Once you've ran the script, you'll get folders for each of the _data.json files. This makes things a bit easier to coordinate, and you can see from the example jade file how you can access the information pulled from your blog.
It's pretty heavy on I/O from all the writes, but I pulled down a sizable wordpress database within a reasonable time (less than a minute) that had 347915 rows in the postmeta, and 34617 in the posts table, so it works alright.
If you'd like to try it out:
- Install Wordpress
- Install Harp
- Download this script
- Configure it to your liking using the options below
- Run the script!
- Move the folders and files into your harp site area.

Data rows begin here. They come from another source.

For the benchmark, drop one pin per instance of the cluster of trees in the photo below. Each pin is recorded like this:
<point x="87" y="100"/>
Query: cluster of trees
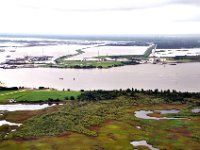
<point x="167" y="95"/>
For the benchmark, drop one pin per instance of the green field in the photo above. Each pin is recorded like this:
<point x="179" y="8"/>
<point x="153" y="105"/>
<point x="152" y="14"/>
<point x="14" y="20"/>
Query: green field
<point x="37" y="95"/>
<point x="104" y="124"/>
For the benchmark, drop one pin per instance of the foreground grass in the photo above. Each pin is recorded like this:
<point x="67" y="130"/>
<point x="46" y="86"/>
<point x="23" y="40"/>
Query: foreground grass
<point x="108" y="124"/>
<point x="37" y="95"/>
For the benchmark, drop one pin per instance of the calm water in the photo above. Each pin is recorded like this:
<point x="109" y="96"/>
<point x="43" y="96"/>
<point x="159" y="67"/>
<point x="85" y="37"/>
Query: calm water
<point x="182" y="77"/>
<point x="21" y="107"/>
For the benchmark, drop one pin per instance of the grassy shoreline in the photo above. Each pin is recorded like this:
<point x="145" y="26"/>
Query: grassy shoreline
<point x="105" y="120"/>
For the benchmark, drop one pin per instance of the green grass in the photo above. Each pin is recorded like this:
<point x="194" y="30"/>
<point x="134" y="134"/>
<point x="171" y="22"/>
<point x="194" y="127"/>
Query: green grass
<point x="38" y="95"/>
<point x="6" y="91"/>
<point x="108" y="124"/>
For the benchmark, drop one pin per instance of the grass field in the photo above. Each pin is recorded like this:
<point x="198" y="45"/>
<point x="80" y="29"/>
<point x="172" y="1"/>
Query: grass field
<point x="37" y="95"/>
<point x="108" y="124"/>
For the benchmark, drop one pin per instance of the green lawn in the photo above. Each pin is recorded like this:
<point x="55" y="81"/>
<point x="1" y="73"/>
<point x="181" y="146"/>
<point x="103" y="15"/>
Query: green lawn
<point x="106" y="124"/>
<point x="37" y="95"/>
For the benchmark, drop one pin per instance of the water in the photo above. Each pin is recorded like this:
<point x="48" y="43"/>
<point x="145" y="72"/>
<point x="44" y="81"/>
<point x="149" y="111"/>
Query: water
<point x="181" y="77"/>
<point x="21" y="107"/>
<point x="143" y="143"/>
<point x="143" y="114"/>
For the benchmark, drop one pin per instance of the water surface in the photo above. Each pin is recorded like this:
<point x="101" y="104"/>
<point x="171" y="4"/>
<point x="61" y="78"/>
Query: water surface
<point x="181" y="77"/>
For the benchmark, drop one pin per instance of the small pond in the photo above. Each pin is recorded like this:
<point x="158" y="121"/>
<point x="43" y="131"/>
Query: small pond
<point x="143" y="114"/>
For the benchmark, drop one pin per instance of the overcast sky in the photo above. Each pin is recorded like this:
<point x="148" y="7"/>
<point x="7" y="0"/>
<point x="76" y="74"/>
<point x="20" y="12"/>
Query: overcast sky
<point x="100" y="16"/>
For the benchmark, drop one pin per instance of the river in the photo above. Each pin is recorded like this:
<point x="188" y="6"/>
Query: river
<point x="181" y="77"/>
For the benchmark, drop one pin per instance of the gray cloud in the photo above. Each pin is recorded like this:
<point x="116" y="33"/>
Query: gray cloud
<point x="187" y="2"/>
<point x="195" y="18"/>
<point x="128" y="7"/>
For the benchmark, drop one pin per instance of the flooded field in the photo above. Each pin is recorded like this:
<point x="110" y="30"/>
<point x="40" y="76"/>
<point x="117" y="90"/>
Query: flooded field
<point x="181" y="77"/>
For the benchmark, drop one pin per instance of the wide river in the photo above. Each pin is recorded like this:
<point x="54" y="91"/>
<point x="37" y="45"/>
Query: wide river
<point x="181" y="77"/>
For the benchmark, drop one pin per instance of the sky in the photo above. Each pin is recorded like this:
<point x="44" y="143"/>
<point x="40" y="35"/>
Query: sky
<point x="104" y="17"/>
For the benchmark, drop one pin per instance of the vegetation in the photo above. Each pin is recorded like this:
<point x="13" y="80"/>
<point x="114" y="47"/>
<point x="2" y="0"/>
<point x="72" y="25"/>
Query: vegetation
<point x="38" y="95"/>
<point x="105" y="120"/>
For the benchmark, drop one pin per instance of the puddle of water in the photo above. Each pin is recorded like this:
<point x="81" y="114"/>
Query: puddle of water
<point x="143" y="114"/>
<point x="4" y="122"/>
<point x="21" y="107"/>
<point x="143" y="143"/>
<point x="196" y="110"/>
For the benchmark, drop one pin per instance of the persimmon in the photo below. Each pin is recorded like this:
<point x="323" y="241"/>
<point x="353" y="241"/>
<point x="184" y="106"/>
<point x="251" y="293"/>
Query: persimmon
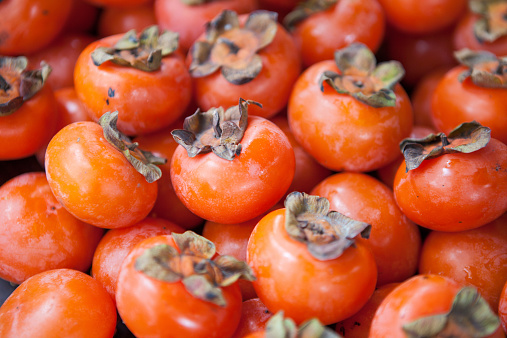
<point x="353" y="121"/>
<point x="323" y="275"/>
<point x="225" y="169"/>
<point x="250" y="56"/>
<point x="394" y="240"/>
<point x="140" y="76"/>
<point x="476" y="257"/>
<point x="321" y="27"/>
<point x="461" y="175"/>
<point x="189" y="17"/>
<point x="37" y="233"/>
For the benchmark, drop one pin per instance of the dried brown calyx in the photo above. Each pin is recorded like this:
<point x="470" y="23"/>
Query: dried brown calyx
<point x="466" y="138"/>
<point x="306" y="9"/>
<point x="280" y="327"/>
<point x="18" y="84"/>
<point x="144" y="52"/>
<point x="470" y="317"/>
<point x="492" y="23"/>
<point x="362" y="78"/>
<point x="485" y="69"/>
<point x="143" y="161"/>
<point x="232" y="48"/>
<point x="194" y="266"/>
<point x="326" y="233"/>
<point x="216" y="130"/>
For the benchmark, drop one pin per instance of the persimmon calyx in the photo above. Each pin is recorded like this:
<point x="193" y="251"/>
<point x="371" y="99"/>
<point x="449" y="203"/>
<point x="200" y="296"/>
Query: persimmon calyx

Some configuration details:
Configuration is at the top of the script, you'll need to enter your database credentials. Optionally, you can fully configure the script using the constants below:
Configuration of Script
|Constant||What it does|
|MYSQL_HOST||Defines the host of the database to connect to.|
|MYSQL_USER||Defines the user to connect to the database as|
|MYSQL_PASS||Defines the password to the database|
|MYSQL_DB||Defines the database name connected to on the host.|
|WP_PREFIX||The prefix to your wordpress tables, typically this is `wp_`|
|ONLY_PUBLISHED||Only retrieve posts and pages that have been published|
|GENERATE_PAGES||Generate a markdown file for the pages being pulled from the WP database. This will exist in the PAGES_DIR|
|GENERATE_POSTS||Generate a markdown file for the posts being pulled from the WP database. This will exist in the BLOG_DIR|
|ROOT_DIR||Where to generate all the files this script creates, leave empty by default for the area where the script is being ran|
|ENCODING||The encoding to decode the content from the database in, I've defaulted it to latin to handle some annoying unicode errors|
|OUTPUT_ENCODING||The encoding to encode the _data.json files in|
|STRIP_NON_ASCII||strips out non-ascii characters from data being written into _data.json|
|PULL_TYPES||Specify this to true and all post types will be pulled out of the database and _data files created for eachs, if you use this, then the *_DIR constants mean nothing.|
|PAGES_DIR||The directory name where the pages will be stored|
|BLOG_DIR||The directory name where the blog posts will be stored|
|NAV_DIR||The directory where the navigation json will be stored|
|COMMENTS_DIR||The directory where comments will be stored.|
|EXAMPLE_FILE||The name of the file that will be generated to show some of the posts and pages.|
|STOP_ON_ERR||Boolean value that causes errors to stop the script,|
- Add nav stuff to the PULL_TYPES area as well to help out with navigation
- How does one pull in the comments to a post?
- Use getopt to make cmd line arguments instead of constants
- More examples!